In decreasing order of importance: (1) The error, (2) How the error persisted, (3) The research misconduct, (4) Who did it.
Statistical Modeling, Causal Inference, and Social Science 2025-01-29
James Heathers wrote this screed (I mean that in a good way!) about the report by Harvard University on a business school professor who was involved in fraudulent research.
For some background, here’s a link to a news story on the Harvard investigation, more background is here, and here are some of my own reanalyses of those data.
From various discussions of this case, four points are clear:
1. There is no dispute that the published work in question failed to demonstrate the effects it purported to show. There were four published papers that were scientific failures—not in the good sense of reporting some failed experiment and trying to figure out what aspect of theory, experiment, measurement, or analysis went wrong, but in the bad sense of making a confident claim and saying it was borne out by experiment, even though it wasn’t.
To give an analogy to news reports, imagine three possible news stories: (a) An investigation was performed into something suspicious, nothing came of the investigation, and the failure was reported. (b) An investigation was performed into something suspicious, nothing came of the investigation, and no report was released. (c) An investigation was performed into something suspicious, nothing came of the investigation, but it was reported as if the investigation was successful. Option (c) is the worst! If a news organization is going to do option (c), they’d be better off not pretending to do reporting at all. It would be better for them to just run stories about fires and funny animals and other traditional local-news staples.
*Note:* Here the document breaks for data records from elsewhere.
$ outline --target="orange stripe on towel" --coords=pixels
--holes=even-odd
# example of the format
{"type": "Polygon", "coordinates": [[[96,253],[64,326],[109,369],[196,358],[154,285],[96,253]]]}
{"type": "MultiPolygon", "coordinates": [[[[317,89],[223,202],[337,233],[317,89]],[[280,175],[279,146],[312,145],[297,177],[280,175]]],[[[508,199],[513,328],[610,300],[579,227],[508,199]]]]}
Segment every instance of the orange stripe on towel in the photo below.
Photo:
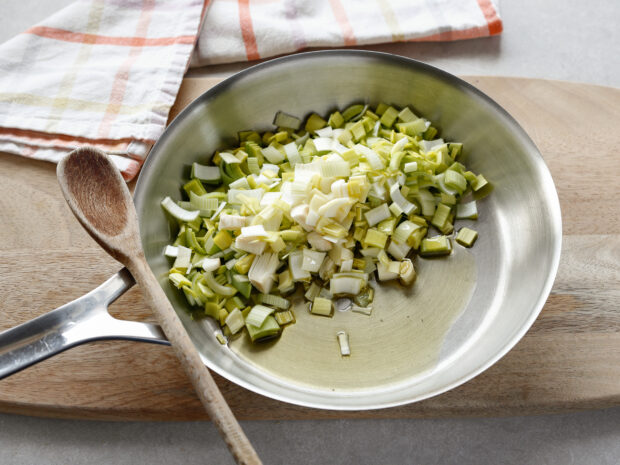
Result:
{"type": "Polygon", "coordinates": [[[250,15],[250,0],[239,0],[239,25],[241,26],[241,36],[248,60],[260,60],[254,27],[252,26],[252,16],[250,15]]]}
{"type": "Polygon", "coordinates": [[[342,3],[340,3],[340,0],[329,0],[329,3],[334,11],[336,21],[338,21],[338,25],[342,30],[344,45],[356,45],[357,40],[355,39],[355,34],[353,34],[353,28],[347,18],[347,13],[344,10],[342,3]]]}
{"type": "Polygon", "coordinates": [[[494,36],[501,33],[503,30],[502,20],[497,16],[497,11],[495,11],[491,0],[478,0],[478,6],[480,6],[484,19],[487,21],[489,35],[494,36]]]}
{"type": "Polygon", "coordinates": [[[35,26],[31,27],[26,34],[33,34],[47,39],[62,40],[64,42],[76,42],[79,44],[101,44],[101,45],[124,45],[128,47],[158,47],[173,44],[193,44],[196,36],[178,37],[113,37],[99,34],[86,34],[83,32],[71,32],[55,27],[35,26]]]}
{"type": "MultiPolygon", "coordinates": [[[[142,3],[142,12],[138,19],[138,25],[136,27],[136,35],[145,35],[148,31],[149,24],[151,22],[151,15],[153,8],[155,7],[155,0],[144,0],[142,3]]],[[[127,90],[127,82],[129,81],[129,70],[131,66],[140,56],[142,47],[132,47],[129,50],[129,56],[121,64],[120,69],[114,76],[112,83],[112,91],[110,92],[110,103],[106,109],[101,124],[99,125],[98,136],[100,138],[107,138],[112,122],[116,119],[119,113],[119,109],[123,104],[125,98],[125,91],[127,90]]]]}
2. The erroneous published work had a wide audience. These papers and related work were published in top journals, they supported careers at leading research institutions, they were promoted by celebrities and featured in major media outlets.
3. There is no dispute that there was fraud in the data processing and analysis of these studies. The four published papers in question were not just a blight on science, they were an intentional blight on science. I don’t care so much about this—recall Clarke’s Law—but, sure, it’s part of the story.
4. There is some residual dispute about who was directly involved in the fraud. As Heathers puts it, there are various “unconvincing” but “technically possible” alternative explanations for how exactly the data were manipulated. In the words of the Harvard report, the research conduct was conducted “intentionally, knowingly, or recklessly.” I guess that, of those three, “reckless” is the most positive option.
In decreasing order of importance
Heathers also writes about a separate investigation by Duke University of another business-school professor involved in this research:
The dataset was massively and provably falsified. . . . There is not enough evidence to determine [who did it].
Ultimately, the who-did-it question is less important than the what-happened question and the how-did-this-stuff-get-promoted-on-NPR-etc. question. Here’s Heathers:
The question of “can the work be trusted?” is not a personnel matter. It is an “everyone in the scientific community” matter. It is an “are we ruining the legacy of the Enlightenment” matter. . . . But the real game is in the actual harms that come from putting out untrustworthy research. These start with the broken degrees or careers of junior collaborators whose efforts have been wasted. They continue through the expenditure of further thousands of hours, and millions of dollars, on pointless follow-up research. And then, sometimes, but more often than you’d hope, they kill people. . . .
As I said before, it’s rational for an institution to want to know [who was responsible for the research misconduct] . . . And, yes, I think it’s justified to keep this bit private if you want, because it IS a personnel matter.
But the work itself is an everyone-else-as-well matter. And sewing the two together just lets you hide the mechanics behind the HR, keep it all from public view, and avoid scrutiny.
As usual. For shame.
Here’s my restatement:
In decreasing order of importance:
(1) The error, (2) How the error persisted, (3) The research misconduct, (4) Who did it.
Unfortunately, as Heathers says, the emphasis is often in the reverse order.